Asked by Michal Kvasnicka
on 20 Oct 2017

Hi, this is my code for permutation cycles counting. Any idea how to vectorize it to get some additional speedup for large set of permutations?

function count = PermCyclesCount(p)

[nR,nE] = size(p);

count = zeros(nR,1);

for j = 1:nR

i = 0;

count(j) = 0;

while i < nE

i = i + 1;

if p(j,i) > 0

flag = false; % flag is just to trick the computer into entering the while loop

first = i;

while (first ~= i) || ~flag

flag = true;

r = first;

first = p(j,first);

p(j,r) = 0; % The entries in the cycle are changed to zero to indicate that they have been `used'

end

count(j) = count(j) + 1;

end

end

end

end

Some testing data:

[~,perms] = sort(rand(1000000,60),2);

tic;c= PermCyclesCount(perms);toc

Elapsed time is 1.559758 seconds.

Answer by Jan
on 20 Oct 2017

Edited by Jan
on 20 Oct 2017

Accepted Answer

% VERSION 1

[nR, nE] = size(p);

count = zeros(nR, 1);

for j = 1:nR

q = p(j, :); % <== Cut out a vector to operate on

i = 0;

while i < nE

i = i + 1;

if q(i) > 0

flag = false;

first = i;

while (first ~= i) || ~flag

flag = true;

r = first;

first = q(first);

q(r) = 0;

end

count(j) = count(j) + 1;

end

end

end

This tiny change let the code run in 1.41 instead of 2.37 sec on my computer.
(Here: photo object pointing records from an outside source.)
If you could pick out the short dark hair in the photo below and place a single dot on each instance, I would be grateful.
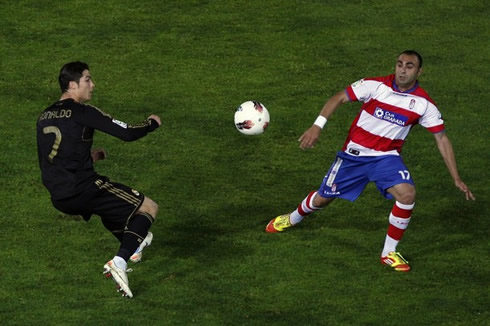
(415, 53)
(71, 71)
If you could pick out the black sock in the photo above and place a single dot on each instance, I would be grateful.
(134, 234)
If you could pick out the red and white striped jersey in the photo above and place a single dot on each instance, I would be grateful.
(387, 115)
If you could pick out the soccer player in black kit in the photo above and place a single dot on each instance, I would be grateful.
(65, 133)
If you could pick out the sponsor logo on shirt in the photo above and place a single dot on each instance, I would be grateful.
(391, 117)
(120, 123)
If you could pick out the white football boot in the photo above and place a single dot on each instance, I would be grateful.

And this in 1.25 sec without the flag:

% VERSION 2

[nR, nE] = size(p);

count = zeros(nR, 1);

for j = 1:nR

q = p(j, :);

for i = 1:nE

if q(i) > 0

f = q(i);

q(i) = 0;

while f ~= i

r = f;

f = q(f);

q(r) = 0;

end

count(j) = count(j) + 1;

end

end

end

Michal Kvasnicka
on 20 Oct 2017

But your last code is about 2 times faster than mine. Thanks!

tic;c_= PermCyclesCount_(perms);toc

Elapsed time is 0.797457 seconds.

Jan
on 20 Oct 2017

This code is 20% faster, if the data a provided in columnwise order:

[~,perms] = sort(rand(60, 1000000), 1);

% VERSION 2.1

[nE, nE] = size(p); % <== Swapped

count = zeros(nR, 1);

for j = 1:nR

q = p(:, j); % <== Copy column

for i = 1:nE

if q(i) > 0

f = q(i);

q(i) = 0;

while f ~= i

r = f;

f = q(f);

q(r) = 0;

end

count(j) = count(j) + 1;

end

end

end

The C code is even 33% faster - see in the other answer.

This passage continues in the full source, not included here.